I have found belly breathing to be incredibly helpful for heartburn / indigestion. As in: has stopped it happening more or less completely. If I do feel a bit of heartburn starting, I focus on some deep diaphragm breathing for a while and it goes away. My hypothesis is that this sort of breathing gets circulation going there. By contrast, crouching anxiously over the laptop trying to munge an .xls or whatever, suppresses gut circulation.
My last PT said I should breathe more with my *back*, which... if I ever figure out how to do it I'll know if it helps. Probably I need to be able to relax my shoulders first.
OTOH, I've done the galop in a corset, which means breathing a lot with hardly any torso-volume change. Nice for holding enormous skirts while you're whirling very fast, but terrible as an actual blood-oxygen strategy.
I've been reading the Herman Cain awards more often than is good for me. I think they must make the patients take off any corsets before they give them oxygen. When they have pictures of the people in the hospital, they don't look very trim.

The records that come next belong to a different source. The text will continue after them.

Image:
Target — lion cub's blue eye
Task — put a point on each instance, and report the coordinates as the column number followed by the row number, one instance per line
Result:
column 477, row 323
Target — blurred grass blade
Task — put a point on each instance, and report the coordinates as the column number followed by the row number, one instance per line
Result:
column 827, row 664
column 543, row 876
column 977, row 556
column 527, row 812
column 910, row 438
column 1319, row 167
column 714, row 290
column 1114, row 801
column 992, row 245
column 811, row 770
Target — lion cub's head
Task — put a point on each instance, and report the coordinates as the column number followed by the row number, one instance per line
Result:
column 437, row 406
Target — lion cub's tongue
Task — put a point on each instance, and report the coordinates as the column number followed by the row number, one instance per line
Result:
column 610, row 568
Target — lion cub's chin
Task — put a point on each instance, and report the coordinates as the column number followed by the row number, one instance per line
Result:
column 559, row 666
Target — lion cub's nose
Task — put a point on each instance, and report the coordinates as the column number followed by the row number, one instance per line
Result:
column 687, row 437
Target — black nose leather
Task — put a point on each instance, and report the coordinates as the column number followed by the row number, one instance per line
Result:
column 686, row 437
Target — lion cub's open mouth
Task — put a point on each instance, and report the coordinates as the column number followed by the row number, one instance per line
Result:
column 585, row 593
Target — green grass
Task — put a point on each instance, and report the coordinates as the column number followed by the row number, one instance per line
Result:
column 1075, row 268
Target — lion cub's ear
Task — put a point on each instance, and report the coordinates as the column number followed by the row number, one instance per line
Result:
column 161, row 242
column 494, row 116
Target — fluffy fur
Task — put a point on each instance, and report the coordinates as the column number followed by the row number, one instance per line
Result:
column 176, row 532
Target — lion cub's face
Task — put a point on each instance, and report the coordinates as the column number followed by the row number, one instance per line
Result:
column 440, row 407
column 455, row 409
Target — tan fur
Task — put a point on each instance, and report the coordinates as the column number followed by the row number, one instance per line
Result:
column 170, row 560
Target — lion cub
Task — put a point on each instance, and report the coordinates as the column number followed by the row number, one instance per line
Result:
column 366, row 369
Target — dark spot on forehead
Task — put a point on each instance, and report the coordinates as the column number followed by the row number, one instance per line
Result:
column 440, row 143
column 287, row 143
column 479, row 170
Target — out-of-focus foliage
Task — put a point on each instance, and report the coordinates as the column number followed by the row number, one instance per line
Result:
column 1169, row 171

I kind of want to adopt a Chihuahua-terrier but the people listing the dogs want like $300 and to verify my employment.
Before the internet, you had to go face the judging glare of some clerk to buy a corset for your Chihuahua.
There's no "I'm drunk so confirm this stuff in the morning" box to check on the dog adoption form.
On topic because breathing: The U.S. is just a hair away from passing Italy in the covid deaths per capita count. A few weeks ago, I didn't think we would have the momentum to pass Belgium, but I'm less sure of that now.
Also, I closed the dog adoption tab just now.